But, well, my husband and I are kind of close. And I kind of like it! We don’t spend every waking minute together, naturally, but we have a routine (did I mention I love routines?), and I love our routine. It’s predictable, we spend most evenings together, and time with friends is usually planned a bit in advance.
Part of this is due to the one car city living sort of thing, and part of it is because I think we like to spend the time together since we work so much.
Earlier this year, my husband and I both landed new jobs, and while looking, we both decided that traveling was out, unless the traveling was just for a day trip.
So when he mentioned he had a conference he needed to go to (in a sunny, warm, southern locale, mind you), I was a little disappointed, and just a tad freaked out.
How am I going to take care of a 10 month old alone for almost three days???? What is he going to do in the evenings? Have fun without me? Is he going to miss me?
Then I realized how stupid that all was.
- Of course I can take care of a 10 month old. He’s my son! Heck, I flew with him alone to see my family for a few days a few months ago. Won’t this be infinitely easier than flying with him?
- Who cares what he does in the evenings after his conference. I imagined him going to a restaurant bar watching baseball and doing all sorts of fun grownupy type things that we don’t get to do much together anymore with a ten month old. You know, like watch baseball and have a drink. Instead, he brought his laptop to do his homework assignments for some courses he’s taking and asked me if I could find time in the evenings to Skype with him so he can see me and the little guy.

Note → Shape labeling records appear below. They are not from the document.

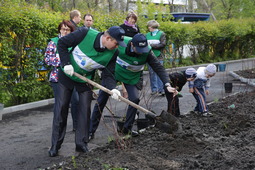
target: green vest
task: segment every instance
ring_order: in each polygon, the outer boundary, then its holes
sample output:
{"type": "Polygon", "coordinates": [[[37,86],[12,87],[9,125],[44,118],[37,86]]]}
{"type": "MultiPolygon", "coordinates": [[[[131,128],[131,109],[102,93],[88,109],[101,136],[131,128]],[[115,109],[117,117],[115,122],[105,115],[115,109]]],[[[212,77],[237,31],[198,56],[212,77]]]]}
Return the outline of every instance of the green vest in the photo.
{"type": "Polygon", "coordinates": [[[50,39],[50,41],[53,41],[56,44],[56,46],[58,46],[58,40],[59,40],[58,37],[54,37],[50,39]]]}
{"type": "MultiPolygon", "coordinates": [[[[116,51],[116,49],[105,49],[104,52],[97,52],[94,49],[94,42],[98,33],[96,30],[89,29],[85,38],[74,48],[71,54],[71,64],[74,71],[88,79],[94,78],[96,69],[107,66],[116,51]]],[[[76,82],[85,82],[75,76],[67,76],[76,82]]]]}
{"type": "MultiPolygon", "coordinates": [[[[124,38],[126,44],[128,44],[129,40],[131,40],[130,37],[124,38]]],[[[118,49],[119,56],[117,57],[115,67],[116,80],[130,85],[137,84],[149,53],[141,54],[139,57],[132,57],[125,53],[125,47],[119,46],[118,49]]]]}
{"type": "MultiPolygon", "coordinates": [[[[160,43],[160,37],[161,34],[163,33],[163,31],[158,31],[157,34],[155,36],[152,36],[151,32],[148,32],[146,34],[146,38],[149,41],[149,43],[153,43],[153,44],[159,44],[160,43]]],[[[156,57],[158,57],[160,55],[160,50],[156,50],[156,49],[152,49],[153,53],[155,54],[156,57]]]]}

Okay, he’s awesome, and of course I know I have nothing to worry about, but I’m going to miss him!
Now I just need to figure out MY routine. I’m used to taking the subway home and starting dinner and meeting them. I have the car today (it felt VERY weird driving. I haven’t done it in weeks!!) I need to get he kiddo after work, feed him, feed me, give him a bath, oh, and manage to sleep a little. The little guy has decided to start getting up during the night again.
Do any of you have husbands who travel? How do you deal with it? Or is it just sort of routine? I feel out of sorts!
I’m thinking about trying to get the little guy a babysitter Friday night so I can go meet the husband at the airport! That would be so great!